I’ve been making a select number of winter wreaths ever since. I was making them when Richard first started coming around to see me. He would call and suggest he come over with some sausages to cook, and I would say, “Fine, but I’m not cleaning house. Things are a shambles here.” When he arrived, I’d be in the middle of a pile of branches and wire on the kitchen floor. If it had been all that important that my house be clean to receive him, we’d never have made it this far. Fortunately, he took it with a glad heart, and ordered a cast bronze sign with the name The Shambles printed across it. The sign hangs outside the new studio building now.
I have made wreaths in the kitchen. I have made them in the rain on the deck. I’ve made them sitting on the front porch. We made them all in a group one Thanksgiving when Richard’s kids and Significant Others all showed up together at our little house, and we turned the kitchen floor into something like a medieval small-holder’s scented, rush-covered floor. I no longer buy store-made wire frames for constructing the wreaths.
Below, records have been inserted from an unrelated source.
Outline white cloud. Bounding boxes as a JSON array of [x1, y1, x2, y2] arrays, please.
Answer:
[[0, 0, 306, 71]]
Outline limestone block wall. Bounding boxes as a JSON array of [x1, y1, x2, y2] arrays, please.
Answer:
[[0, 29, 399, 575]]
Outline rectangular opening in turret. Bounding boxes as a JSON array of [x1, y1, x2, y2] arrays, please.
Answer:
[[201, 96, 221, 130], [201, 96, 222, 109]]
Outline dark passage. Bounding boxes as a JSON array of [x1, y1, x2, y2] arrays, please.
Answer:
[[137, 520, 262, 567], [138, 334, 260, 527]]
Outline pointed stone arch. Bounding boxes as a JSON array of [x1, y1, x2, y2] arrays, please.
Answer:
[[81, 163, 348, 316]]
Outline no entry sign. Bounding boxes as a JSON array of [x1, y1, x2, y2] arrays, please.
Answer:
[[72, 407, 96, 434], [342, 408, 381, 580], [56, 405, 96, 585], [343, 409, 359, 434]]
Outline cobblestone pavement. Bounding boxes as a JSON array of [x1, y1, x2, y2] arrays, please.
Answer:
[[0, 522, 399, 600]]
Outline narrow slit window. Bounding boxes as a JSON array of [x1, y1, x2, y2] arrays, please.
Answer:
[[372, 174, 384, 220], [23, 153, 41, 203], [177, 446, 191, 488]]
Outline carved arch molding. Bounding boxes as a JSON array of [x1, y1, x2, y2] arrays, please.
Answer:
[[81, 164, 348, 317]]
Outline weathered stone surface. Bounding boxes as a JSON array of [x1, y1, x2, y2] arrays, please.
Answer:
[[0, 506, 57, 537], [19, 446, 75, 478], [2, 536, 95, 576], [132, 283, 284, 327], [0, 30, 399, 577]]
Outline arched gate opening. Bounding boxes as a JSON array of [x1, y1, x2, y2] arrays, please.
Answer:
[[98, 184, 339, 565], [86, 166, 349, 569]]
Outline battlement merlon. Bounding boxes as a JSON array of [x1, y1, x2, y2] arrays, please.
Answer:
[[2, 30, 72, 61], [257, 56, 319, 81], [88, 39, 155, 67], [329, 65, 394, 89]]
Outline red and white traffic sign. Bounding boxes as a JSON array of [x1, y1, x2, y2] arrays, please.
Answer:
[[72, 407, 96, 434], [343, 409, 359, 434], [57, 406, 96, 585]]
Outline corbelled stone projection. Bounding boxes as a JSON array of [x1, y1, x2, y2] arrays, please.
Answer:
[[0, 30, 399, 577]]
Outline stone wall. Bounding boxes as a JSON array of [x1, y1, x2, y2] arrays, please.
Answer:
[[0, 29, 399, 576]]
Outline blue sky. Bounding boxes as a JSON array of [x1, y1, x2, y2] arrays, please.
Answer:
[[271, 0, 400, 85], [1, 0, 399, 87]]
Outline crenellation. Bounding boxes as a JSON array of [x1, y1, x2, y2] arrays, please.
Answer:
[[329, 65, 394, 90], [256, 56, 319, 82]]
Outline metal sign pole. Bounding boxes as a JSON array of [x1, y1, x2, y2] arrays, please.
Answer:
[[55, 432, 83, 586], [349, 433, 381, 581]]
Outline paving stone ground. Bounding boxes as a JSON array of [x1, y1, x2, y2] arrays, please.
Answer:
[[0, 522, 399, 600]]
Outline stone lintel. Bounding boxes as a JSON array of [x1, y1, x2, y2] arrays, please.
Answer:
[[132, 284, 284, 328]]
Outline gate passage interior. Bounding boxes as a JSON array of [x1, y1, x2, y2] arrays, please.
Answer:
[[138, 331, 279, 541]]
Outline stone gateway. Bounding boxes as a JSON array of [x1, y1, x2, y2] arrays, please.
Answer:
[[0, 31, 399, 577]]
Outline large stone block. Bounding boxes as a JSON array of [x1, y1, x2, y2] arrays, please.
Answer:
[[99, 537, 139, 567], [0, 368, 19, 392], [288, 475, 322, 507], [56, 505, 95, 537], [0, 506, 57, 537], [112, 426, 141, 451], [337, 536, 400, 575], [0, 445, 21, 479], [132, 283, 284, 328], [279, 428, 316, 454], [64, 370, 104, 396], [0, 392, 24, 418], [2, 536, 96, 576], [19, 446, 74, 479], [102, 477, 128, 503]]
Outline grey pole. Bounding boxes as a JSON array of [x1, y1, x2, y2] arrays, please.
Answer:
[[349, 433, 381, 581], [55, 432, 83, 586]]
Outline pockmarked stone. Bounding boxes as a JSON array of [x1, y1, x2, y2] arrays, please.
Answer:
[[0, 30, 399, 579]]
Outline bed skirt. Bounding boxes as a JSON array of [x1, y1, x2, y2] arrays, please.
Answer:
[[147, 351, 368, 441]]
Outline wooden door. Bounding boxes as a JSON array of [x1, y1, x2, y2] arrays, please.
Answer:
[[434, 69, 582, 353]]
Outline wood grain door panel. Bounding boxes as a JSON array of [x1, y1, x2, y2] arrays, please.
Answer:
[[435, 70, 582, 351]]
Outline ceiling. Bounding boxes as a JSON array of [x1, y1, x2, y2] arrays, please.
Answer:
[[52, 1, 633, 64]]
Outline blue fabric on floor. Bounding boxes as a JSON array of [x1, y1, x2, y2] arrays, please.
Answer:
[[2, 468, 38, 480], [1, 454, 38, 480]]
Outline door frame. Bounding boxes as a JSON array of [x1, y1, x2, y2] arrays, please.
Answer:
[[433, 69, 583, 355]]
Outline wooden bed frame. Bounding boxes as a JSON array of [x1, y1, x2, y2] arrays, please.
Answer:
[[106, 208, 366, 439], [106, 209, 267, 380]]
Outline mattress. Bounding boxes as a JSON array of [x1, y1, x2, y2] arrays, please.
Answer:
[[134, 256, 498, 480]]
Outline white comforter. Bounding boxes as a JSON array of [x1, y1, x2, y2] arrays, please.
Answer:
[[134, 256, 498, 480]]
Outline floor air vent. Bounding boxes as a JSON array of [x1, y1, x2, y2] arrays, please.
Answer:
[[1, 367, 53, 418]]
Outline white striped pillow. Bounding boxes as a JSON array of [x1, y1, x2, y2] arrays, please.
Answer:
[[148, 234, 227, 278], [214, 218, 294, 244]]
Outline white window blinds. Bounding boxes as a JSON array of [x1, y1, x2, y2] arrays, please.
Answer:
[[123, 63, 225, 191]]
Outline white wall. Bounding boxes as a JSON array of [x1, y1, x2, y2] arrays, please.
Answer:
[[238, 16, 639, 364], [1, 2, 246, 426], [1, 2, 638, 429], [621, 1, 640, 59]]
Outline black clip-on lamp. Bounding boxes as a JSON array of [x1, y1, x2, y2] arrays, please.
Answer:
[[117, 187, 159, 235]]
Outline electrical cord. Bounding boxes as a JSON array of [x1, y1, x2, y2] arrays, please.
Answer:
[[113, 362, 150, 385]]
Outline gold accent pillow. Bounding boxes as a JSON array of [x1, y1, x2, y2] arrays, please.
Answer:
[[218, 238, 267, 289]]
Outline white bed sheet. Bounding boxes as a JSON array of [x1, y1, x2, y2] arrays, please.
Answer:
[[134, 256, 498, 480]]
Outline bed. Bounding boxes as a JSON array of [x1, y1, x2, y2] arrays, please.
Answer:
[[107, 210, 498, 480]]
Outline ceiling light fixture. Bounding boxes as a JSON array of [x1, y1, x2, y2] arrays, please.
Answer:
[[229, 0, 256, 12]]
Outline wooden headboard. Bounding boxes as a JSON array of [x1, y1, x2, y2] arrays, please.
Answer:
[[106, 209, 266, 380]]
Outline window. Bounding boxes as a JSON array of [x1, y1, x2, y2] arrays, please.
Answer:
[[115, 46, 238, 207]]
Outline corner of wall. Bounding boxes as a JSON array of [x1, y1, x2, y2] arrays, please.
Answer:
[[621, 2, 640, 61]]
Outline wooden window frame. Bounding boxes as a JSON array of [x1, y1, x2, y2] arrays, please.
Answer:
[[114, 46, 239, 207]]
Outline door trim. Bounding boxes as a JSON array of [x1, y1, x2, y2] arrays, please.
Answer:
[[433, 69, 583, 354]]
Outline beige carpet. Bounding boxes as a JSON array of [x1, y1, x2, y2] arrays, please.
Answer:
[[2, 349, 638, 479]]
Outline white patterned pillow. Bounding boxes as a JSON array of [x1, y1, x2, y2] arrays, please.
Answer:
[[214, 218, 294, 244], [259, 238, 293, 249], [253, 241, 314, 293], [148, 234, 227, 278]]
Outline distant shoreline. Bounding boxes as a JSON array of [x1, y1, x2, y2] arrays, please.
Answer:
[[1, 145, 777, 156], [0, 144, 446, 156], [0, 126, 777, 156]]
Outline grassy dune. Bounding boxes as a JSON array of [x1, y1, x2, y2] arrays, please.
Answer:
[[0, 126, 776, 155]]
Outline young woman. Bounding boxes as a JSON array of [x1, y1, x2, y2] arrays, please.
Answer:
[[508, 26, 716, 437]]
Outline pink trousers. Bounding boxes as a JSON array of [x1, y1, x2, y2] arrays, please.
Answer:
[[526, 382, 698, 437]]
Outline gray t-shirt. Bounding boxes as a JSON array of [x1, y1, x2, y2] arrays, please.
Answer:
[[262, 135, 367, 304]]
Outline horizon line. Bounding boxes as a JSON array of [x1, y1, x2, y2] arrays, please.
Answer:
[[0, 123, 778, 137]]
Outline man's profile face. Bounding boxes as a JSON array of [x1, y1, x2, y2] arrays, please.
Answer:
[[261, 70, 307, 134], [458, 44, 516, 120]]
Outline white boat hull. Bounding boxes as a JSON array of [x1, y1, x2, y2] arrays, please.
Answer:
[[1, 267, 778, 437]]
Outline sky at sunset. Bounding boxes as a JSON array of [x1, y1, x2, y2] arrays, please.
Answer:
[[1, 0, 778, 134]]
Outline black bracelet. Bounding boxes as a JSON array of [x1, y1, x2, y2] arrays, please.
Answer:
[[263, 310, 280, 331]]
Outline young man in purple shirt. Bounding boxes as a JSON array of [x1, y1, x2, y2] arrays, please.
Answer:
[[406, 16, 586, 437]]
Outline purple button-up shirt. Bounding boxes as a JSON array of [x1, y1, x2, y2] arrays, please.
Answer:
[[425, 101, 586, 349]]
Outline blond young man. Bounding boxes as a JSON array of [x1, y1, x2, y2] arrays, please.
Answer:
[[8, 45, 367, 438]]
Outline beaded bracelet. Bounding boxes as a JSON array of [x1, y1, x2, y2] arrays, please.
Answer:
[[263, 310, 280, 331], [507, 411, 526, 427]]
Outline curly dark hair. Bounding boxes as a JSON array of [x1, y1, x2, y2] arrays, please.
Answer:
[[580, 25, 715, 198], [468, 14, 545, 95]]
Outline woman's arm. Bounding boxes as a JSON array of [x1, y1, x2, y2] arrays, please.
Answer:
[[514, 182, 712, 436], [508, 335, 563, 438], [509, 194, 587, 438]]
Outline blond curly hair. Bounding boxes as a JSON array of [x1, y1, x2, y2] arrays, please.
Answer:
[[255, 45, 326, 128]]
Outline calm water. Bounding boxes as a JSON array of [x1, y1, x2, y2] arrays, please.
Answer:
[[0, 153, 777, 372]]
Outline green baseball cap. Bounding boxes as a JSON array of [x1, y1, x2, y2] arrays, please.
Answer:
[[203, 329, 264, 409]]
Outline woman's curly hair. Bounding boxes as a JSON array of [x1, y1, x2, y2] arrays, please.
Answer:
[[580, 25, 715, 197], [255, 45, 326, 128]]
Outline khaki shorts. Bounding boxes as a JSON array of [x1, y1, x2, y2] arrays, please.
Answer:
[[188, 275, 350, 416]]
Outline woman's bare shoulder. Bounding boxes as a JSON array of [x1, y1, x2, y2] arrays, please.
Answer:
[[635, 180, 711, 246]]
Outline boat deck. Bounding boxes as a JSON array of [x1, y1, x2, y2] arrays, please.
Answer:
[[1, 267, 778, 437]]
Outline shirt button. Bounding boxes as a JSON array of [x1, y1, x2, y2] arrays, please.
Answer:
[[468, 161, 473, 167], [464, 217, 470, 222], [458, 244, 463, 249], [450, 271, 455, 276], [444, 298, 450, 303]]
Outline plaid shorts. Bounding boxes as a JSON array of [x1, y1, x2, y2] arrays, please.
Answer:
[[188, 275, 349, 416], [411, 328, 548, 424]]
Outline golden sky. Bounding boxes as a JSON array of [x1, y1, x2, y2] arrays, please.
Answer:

One year, short on frames, I made my own by twisting small fir branches into a hoop and wiring them together. It worked fine, and the whole thing was suddenly throw-awayable. Before that, folks conscientiously sent the dried-out old wreaths back to me so I could retrieve the frames for reuse.
Return to the present:
Here I am on Thanksgiving Day, making a couple of hostess gift wreaths. It was cold out, but the sun was shining. Good wreathing weather!
I have nothing but respect for people who can make wreaths of holly. I’ve tried. Without gloves, it’s torture. With gloves, it’s torture. I much prefer the combination of needles and smooth leaves that come out of the woods here. The boxwood has been left behind in the city, and I found that Salal, a native of our woods, makes a fine substitute. Gaultheria shallon is a smooth-leaved , leathery plant that grows throughout the northwest, in shady woods and in sun. It can get pretty thick in some places. It makes fine holiday wreaths, though you have to look for this year’s growth of leaves to avoid spotty ones.